Votos de Sheila Lemos (UB) aparecem como “Anulado Sub Judice” no TSE
Sheila foi declarada inelegível pelo Tribunal Superior Eleitoral por quatro votos a três e entrou com recurso através do Ministério Público 6 de outubro de 2024 Da RedaçãoO sistema de contabilização de votos do Tribunal Superior Eleitoral (TSE), que apresenta os resultados das eleições municipais, traz a candidata Sheila Lemos (UB) com a informação “Anulado Sub Judice”.
O Tribunal Regional Eleitoral da Bahia (TRE-Bahia) julgou a candidatura da atual prefeita como inelegível, mas ela recorreu ao Supremo Tribunal Eleitoral (TSE), que ainda não deu um parecer sobre o caso. Como ainda está em trâmite, ela teve o direito de receber votos neste 6 de outubro.
De acordo com TSE, aquele que tem o registro indeferido sub judice ostenta o status de candidato até que haja o trânsito em julgado da decisão (artigo 16-A, da Lei nº 9.504/97). Isso significa que poderá apresentar-se como candidato, praticar todos os atos de campanha e ter seu nome incluído na urna para concorrer.

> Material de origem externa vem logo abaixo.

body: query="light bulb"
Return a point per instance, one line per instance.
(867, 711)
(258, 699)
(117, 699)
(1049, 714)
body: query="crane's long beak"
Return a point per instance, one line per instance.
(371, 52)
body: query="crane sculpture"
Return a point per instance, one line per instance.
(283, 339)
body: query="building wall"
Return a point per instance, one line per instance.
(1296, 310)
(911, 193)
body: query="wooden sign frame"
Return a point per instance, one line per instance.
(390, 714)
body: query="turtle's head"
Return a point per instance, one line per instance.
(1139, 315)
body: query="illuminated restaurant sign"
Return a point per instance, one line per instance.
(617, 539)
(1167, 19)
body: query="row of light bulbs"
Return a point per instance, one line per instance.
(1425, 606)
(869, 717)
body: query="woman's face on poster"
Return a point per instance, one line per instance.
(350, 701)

Após a eleição os votos dados aos candidatos indeferidos sub judice serão computados como anulados sub judice (artigo 195, I, “a” e 198, I, “a”, da Resolução TSE 23.611), embora sejam considerados no cálculo dos percentuais quando da divulgação dos resultados, com a advertência de que sua validade é condicionada à reversão da decisão desfavorável.

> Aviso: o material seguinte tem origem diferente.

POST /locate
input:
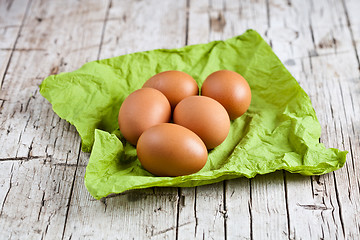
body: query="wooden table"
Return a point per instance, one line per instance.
(42, 192)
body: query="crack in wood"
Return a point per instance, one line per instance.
(195, 212)
(167, 229)
(287, 205)
(104, 27)
(179, 195)
(15, 42)
(351, 32)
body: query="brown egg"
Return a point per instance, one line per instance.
(141, 110)
(171, 150)
(230, 89)
(175, 85)
(205, 117)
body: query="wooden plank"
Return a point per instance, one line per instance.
(238, 209)
(12, 14)
(320, 211)
(201, 212)
(39, 152)
(34, 198)
(139, 214)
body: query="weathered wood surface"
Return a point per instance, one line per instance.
(42, 194)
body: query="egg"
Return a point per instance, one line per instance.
(142, 109)
(175, 85)
(171, 150)
(230, 89)
(205, 117)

Caso o indeferido sub judice vença a eleição, não poderá ser diplomado e nem empossado, nos termos do artigo 220 da Resolução TSE 23.611.
Pisaram na bola com a prefeita e ela mesma poderia ter evitado o embroglio judicial em que o Município se encontra.
Estudei o caso e entendo que a decisão do TRE será confirmada pelo TSE, o que forçará uma nova eleição, chamada de eleição suplementar possivelmente em 2025. Até lá, a cidade será administrada pelo Poder Legislativo, na pessoa do Senhor Presidente da Câmara de Vereadoras. Isso não é bom, mas decorre da desatenção em relação a minúcias da legislação eleitoral em todo o seu alcance e dentro das vedações que se opõem ao direito da exigibilidade, que é um direito não absoluto, mas tão somente relativo.